A budget message from President Machen

May 10, 2011

As many of you know, the spring legislative session ended Saturday, with lawmakers passing a budget and a series of bills that will affect most of our valued faculty and staff members. We spent the past few days reviewing the documents. I am writing to share with you our conclusions.

The University of Florida’s overall state appropriation is almost $54 million less than it was last year. That figure includes a reduction in financial aid funding and the loss of federal stimulus money – most of which we used for one-time, non-recurring expenses, but some of which we will need to replace. With a planned tuition increase of 15 percent, we expect a total loss to UF’s budget of about $33 million.

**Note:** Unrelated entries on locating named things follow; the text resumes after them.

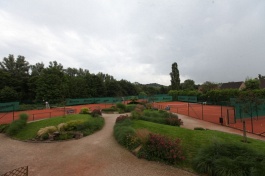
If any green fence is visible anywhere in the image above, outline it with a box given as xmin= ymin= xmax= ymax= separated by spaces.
xmin=0 ymin=102 xmax=19 ymax=112
xmin=230 ymin=98 xmax=265 ymax=119
xmin=66 ymin=94 xmax=172 ymax=106
xmin=178 ymin=96 xmax=198 ymax=103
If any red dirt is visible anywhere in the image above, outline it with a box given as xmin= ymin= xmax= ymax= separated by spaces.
xmin=154 ymin=102 xmax=265 ymax=136
xmin=0 ymin=104 xmax=113 ymax=124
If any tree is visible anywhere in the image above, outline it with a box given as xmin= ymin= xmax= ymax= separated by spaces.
xmin=170 ymin=62 xmax=180 ymax=90
xmin=182 ymin=79 xmax=195 ymax=90
xmin=0 ymin=54 xmax=30 ymax=99
xmin=200 ymin=81 xmax=218 ymax=93
xmin=245 ymin=78 xmax=260 ymax=90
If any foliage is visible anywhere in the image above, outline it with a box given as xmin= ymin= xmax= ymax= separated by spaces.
xmin=180 ymin=79 xmax=195 ymax=90
xmin=132 ymin=120 xmax=265 ymax=168
xmin=193 ymin=142 xmax=265 ymax=176
xmin=166 ymin=117 xmax=183 ymax=126
xmin=91 ymin=109 xmax=102 ymax=117
xmin=116 ymin=103 xmax=126 ymax=111
xmin=79 ymin=108 xmax=90 ymax=114
xmin=194 ymin=127 xmax=205 ymax=130
xmin=0 ymin=86 xmax=19 ymax=102
xmin=116 ymin=115 xmax=130 ymax=123
xmin=125 ymin=104 xmax=136 ymax=112
xmin=170 ymin=62 xmax=180 ymax=90
xmin=200 ymin=81 xmax=218 ymax=93
xmin=114 ymin=118 xmax=140 ymax=150
xmin=6 ymin=114 xmax=28 ymax=136
xmin=245 ymin=78 xmax=260 ymax=90
xmin=138 ymin=110 xmax=183 ymax=126
xmin=0 ymin=124 xmax=9 ymax=133
xmin=136 ymin=128 xmax=151 ymax=144
xmin=12 ymin=114 xmax=95 ymax=140
xmin=138 ymin=134 xmax=185 ymax=164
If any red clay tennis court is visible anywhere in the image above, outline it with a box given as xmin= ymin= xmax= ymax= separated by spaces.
xmin=0 ymin=104 xmax=113 ymax=124
xmin=154 ymin=102 xmax=265 ymax=136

Over the next few weeks, we will review how we can achieve this savings. Our goal, as in previous years, is to keep to a minimum the impact on students and employees, while maintaining the high quality and integrity of the educational and research programs at the core of UF’s mission.

Many state employees are concerned about the news that they will be required to contribute 3 percent of their salaries toward their retirement plans beginning July 1st. We share this concern, and to help ease the burden, we are investigating benefit changes that may allow us to restore all – or some – of this 3 percent reduction for UF employees. We will provide more information on this opportunity as it becomes available.

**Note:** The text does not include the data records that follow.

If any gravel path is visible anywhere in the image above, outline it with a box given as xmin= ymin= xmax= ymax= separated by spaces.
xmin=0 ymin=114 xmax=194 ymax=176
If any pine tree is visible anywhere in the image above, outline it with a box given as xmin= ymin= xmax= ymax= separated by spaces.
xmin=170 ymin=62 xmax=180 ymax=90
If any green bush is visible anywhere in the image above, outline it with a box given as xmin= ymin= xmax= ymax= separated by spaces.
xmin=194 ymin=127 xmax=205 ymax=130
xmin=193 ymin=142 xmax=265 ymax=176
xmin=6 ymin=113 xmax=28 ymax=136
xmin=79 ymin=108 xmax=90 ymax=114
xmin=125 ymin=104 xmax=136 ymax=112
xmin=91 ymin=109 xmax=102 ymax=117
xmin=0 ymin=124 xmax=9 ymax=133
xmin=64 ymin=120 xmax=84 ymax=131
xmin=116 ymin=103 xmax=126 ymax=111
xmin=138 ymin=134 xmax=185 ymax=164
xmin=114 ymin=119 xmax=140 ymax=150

For this year, we have no plans to end programs or lay off employees. Instead, we will seek to reach our goals through a combination of strategic budget reductions and the use of non-recurring funds.

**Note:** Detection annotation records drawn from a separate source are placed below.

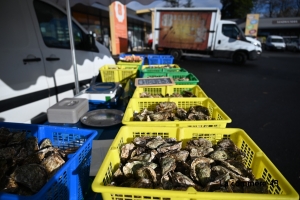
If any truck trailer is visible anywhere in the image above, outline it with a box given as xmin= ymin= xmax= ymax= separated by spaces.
xmin=152 ymin=7 xmax=262 ymax=64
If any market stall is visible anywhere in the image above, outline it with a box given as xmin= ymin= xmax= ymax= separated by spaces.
xmin=0 ymin=55 xmax=299 ymax=200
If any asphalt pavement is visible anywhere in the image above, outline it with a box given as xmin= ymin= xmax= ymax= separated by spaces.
xmin=113 ymin=51 xmax=300 ymax=194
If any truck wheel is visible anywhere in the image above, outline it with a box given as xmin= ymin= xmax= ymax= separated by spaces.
xmin=232 ymin=52 xmax=246 ymax=65
xmin=170 ymin=49 xmax=182 ymax=60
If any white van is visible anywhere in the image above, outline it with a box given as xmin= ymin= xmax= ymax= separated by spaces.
xmin=265 ymin=35 xmax=285 ymax=51
xmin=0 ymin=0 xmax=115 ymax=123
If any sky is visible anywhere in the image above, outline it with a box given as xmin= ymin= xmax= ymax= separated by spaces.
xmin=126 ymin=0 xmax=222 ymax=10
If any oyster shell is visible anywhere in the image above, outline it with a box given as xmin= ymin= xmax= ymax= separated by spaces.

However, if state revenues do not rebound, additional steps may be necessary over the next few years. We are evaluating several options for further reducing our budget and generating new recurring funding. These include:

• Expanding and expediting our distance learning initiatives to generate new revenues;
• Developing shared, university-wide services centers that pool human resources, finance, information technology and administrative functions for multiple units;
• Increasing enrollment by out-of-state students, who pay more for tuition than Florida students;
• Seeking additional revenues from university operations that are not state funded;
• Soliciting recommendations from the RCM Budget Review Council, which is already in the process of reviewing our budget operations.

Lawmakers did not raise health insurance rates for state employees this year. Moreover, we plan to begin evaluating the possibility of creating UF’s own self-insurance health plan – which we believe could allow us to maintain or improve benefits while keeping costs down. In addition, Shands at UF received sovereign immunity, which will reduce our insurance costs. Lawmakers approved $6 million for UF to complete the Research and Academic Center at Lake Nona near Orlando and $400,000 for the university to continue restoring historic buildings in St. Augustine.

Perhaps most promising, legislators allocated $10 million to the state’s Institute for the Commercialization of Public Research, which we expect to be relocated from South Florida to the Florida Innovation Hub at UF. This decision represents a strong endorsement of UF’s growing technology commercialization enterprise at the Innovation Hub and Innovation Square.

The latest round of cuts follows a hiatus last year and three years of reductions before that. UF faculty and staff members have shown a great deal of resilience and creativity in responding to these cuts, reducing costs while maintaining UF’s excellence in teaching, research and university operations. With your dedication and resourcefulness, we feel confident we will continue that record this year, sustaining and advancing UF’s well-deserved reputation as a top national research institution.